As I don't remember configuring anything of the sort, have nothing in /etc/sysctl.d, /usr/lib/sysctl.d or /run/sysctl.d (and this last one doesn't exist in any of my systems), I'm not sure what's causing the error message.  It could be something in /etc/sysctl.conf, but I haven't edit this in a long while.

Just trying to clear all boot error messages ...

Comment 5 Lennart Poettering 2012-09-21 08:23:48 UTC
Do you find anything related in the logs?

Comment 6 Henrique Martins 2012-09-21 16:15:27 UTC
Not sure what you mean by "the logs."

In /var/log/messages I have these tagged by systemd, from the last reboot:
  systemd[1]: Reloading.
  systemd[1]: Reloading.
  systemd[1]: Reloading.
  systemd[1]: Reloading.
  systemd[1]: Reloading.
  systemd[1]: Reloading.
  systemd[1]: Reloading.
  systemd[1]: PID 1525 read from file /var/spool/postfix/pid/master.pid does not exist.
  systemd[1]: Reloading.
  systemd[1]: systemd-sysctl.service: main process exited, code=exited, status=1
  systemd[1]: Unit systemd-sysctl.service entered failed state.
  systemd[1259]: Failed at step EXEC spawning /usr/sbin/rpc.rquotad: No such file or directory
  systemd[1]: PID 19707 read from file /var/spool/postfix/pid/master.pid does not exist.
  systemd[1]: plymouth-quit-wait.service operation timed out. Terminating.
  systemd[1]: Unit plymouth-quit-wait.service entered failed state.
  systemd[1]: Startup finished in 1s 533ms 403us (kernel) + 3s 530ms 562us (initrd) + 1min 26s 265ms 155us (userspace) = 1min 31s 329ms 120us.
  systemd[1]: systemd-tmpfiles-clean.service: main process exited, code=exited, status=1
  systemd[1]: Unit systemd-tmpfiles-clean.service entered failed state.

And these from dmesg:
  systemd[1]: systemd 44 running in system mode. (+PAM +LIBWRAP +AUDIT +SELINUX +IMA +SYSVINIT +LIBCRYPTSETUP; fedora)
  systemd[1]: Set hostname to ....

The tmpfiles thing was a jetty problem (no user/group jetty).  Haven't looked at what's up with plymouth-quit yet or rpc.quotad.

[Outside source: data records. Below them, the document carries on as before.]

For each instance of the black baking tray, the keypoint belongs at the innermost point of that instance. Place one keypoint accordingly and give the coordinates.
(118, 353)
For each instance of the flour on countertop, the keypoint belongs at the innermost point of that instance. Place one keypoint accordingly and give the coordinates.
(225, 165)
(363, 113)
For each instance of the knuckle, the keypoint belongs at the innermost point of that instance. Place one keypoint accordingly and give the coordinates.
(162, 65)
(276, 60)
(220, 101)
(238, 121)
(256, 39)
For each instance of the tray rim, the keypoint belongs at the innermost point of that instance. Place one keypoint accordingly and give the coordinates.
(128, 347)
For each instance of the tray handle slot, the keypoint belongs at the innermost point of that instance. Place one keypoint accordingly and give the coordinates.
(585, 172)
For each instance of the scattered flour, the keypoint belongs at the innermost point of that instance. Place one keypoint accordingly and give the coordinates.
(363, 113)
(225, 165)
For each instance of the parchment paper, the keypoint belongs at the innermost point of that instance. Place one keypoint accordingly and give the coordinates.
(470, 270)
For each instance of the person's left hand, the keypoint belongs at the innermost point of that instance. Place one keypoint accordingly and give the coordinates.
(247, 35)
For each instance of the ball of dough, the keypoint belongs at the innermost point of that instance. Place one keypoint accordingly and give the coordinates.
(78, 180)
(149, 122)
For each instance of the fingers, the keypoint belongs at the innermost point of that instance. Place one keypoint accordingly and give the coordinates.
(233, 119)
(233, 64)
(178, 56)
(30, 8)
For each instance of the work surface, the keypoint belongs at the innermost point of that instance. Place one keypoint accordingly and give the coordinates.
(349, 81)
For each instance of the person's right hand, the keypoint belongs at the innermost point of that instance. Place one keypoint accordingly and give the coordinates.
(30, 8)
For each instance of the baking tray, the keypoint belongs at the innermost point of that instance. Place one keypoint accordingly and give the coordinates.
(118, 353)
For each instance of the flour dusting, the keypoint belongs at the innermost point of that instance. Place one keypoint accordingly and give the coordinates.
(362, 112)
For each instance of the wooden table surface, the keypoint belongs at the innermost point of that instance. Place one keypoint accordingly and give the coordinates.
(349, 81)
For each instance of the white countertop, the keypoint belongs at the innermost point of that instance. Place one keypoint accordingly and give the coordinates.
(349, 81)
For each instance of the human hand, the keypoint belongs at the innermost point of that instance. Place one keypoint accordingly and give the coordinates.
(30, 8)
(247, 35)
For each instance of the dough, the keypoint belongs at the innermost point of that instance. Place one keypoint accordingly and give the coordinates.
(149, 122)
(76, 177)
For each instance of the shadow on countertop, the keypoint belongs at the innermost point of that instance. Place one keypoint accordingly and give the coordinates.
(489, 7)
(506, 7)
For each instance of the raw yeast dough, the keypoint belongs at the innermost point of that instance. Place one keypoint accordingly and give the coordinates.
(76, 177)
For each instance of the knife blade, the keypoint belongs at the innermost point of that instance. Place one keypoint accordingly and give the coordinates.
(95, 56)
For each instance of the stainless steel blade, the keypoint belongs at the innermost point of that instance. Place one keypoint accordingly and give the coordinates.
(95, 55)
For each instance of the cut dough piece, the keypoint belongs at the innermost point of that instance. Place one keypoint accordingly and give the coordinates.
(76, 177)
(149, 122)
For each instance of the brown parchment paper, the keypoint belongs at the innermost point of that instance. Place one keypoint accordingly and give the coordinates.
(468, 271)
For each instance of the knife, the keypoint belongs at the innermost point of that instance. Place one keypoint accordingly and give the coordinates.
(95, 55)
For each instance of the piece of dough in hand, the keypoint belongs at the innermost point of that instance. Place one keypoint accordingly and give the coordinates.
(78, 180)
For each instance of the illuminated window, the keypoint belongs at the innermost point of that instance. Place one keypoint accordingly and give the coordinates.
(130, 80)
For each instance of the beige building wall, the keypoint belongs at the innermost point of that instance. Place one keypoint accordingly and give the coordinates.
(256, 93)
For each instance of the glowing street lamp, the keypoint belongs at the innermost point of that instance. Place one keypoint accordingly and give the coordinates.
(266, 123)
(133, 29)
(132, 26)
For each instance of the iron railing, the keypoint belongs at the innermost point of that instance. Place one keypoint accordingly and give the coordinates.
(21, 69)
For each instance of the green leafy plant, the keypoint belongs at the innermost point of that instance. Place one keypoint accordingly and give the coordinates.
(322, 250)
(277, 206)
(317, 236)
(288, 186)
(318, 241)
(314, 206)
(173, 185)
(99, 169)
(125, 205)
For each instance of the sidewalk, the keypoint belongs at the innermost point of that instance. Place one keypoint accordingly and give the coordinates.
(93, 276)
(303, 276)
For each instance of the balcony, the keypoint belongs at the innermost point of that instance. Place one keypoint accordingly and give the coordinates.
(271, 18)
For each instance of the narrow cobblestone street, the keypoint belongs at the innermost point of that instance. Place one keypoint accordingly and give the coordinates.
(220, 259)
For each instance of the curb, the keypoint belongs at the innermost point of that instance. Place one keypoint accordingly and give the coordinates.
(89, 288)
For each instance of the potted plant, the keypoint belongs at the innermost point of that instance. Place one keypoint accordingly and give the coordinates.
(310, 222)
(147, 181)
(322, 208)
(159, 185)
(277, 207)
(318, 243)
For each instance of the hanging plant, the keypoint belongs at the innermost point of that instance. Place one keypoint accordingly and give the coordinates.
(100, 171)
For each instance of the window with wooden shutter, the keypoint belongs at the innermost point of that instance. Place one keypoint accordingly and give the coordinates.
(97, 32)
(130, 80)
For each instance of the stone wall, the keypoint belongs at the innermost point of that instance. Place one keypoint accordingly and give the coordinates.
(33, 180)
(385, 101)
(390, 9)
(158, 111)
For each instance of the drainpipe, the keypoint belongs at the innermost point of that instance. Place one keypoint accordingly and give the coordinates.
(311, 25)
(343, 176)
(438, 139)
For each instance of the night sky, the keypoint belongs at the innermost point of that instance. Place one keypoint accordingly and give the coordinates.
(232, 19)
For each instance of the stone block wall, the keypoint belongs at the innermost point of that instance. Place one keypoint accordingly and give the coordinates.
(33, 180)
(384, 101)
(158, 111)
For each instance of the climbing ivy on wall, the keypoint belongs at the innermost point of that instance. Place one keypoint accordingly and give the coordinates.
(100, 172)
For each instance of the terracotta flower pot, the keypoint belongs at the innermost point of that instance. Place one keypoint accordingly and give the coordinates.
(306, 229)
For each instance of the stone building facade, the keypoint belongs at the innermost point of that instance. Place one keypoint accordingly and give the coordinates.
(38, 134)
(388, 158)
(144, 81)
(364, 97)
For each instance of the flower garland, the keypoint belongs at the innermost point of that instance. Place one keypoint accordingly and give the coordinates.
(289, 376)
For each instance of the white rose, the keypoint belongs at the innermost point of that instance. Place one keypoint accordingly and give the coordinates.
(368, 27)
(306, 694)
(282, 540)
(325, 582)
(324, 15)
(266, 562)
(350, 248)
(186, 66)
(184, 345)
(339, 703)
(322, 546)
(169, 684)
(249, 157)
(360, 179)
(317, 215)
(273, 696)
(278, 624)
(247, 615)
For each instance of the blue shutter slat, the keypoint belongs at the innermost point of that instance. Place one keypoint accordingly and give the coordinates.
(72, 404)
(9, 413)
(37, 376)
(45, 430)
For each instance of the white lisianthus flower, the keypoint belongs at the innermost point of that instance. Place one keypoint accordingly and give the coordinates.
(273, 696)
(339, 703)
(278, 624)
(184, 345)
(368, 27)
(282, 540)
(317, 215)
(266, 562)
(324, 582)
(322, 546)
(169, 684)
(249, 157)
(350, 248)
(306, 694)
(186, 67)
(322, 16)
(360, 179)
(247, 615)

Comment 7 Henrique Martins 2012-09-22 23:12:16 UTC
After another reboot I think I got the reason this is failing logged to /var/log/messages (not sure why it wasn't there before).  I now see:
  systemd-sysctl[419]: Failed to write '0' to '/proc/sys/net/ipv4/conf/all/mc_forwarding': Permission denied
and I do have:
  net.ipv4.conf.all.mc_forwarding = 0
on /etc/sysctl.cnf

Turns out /proc/syc/net/ipv4/con/all/mc_forwarding is -r--r--r-- root root and somehow as root I can't change it or echo 0> into it.  Not sure if this ever worked before or why it isn't working now.

Comment 8 Lennart Poettering 2012-09-24 23:25:23 UTC
Hmm, OK. This seems to be a kernel interface confusion. If you think the file should be writable, please file a kernel bug. Since there appears to be nothing wrong with systemd I'll close the bug now.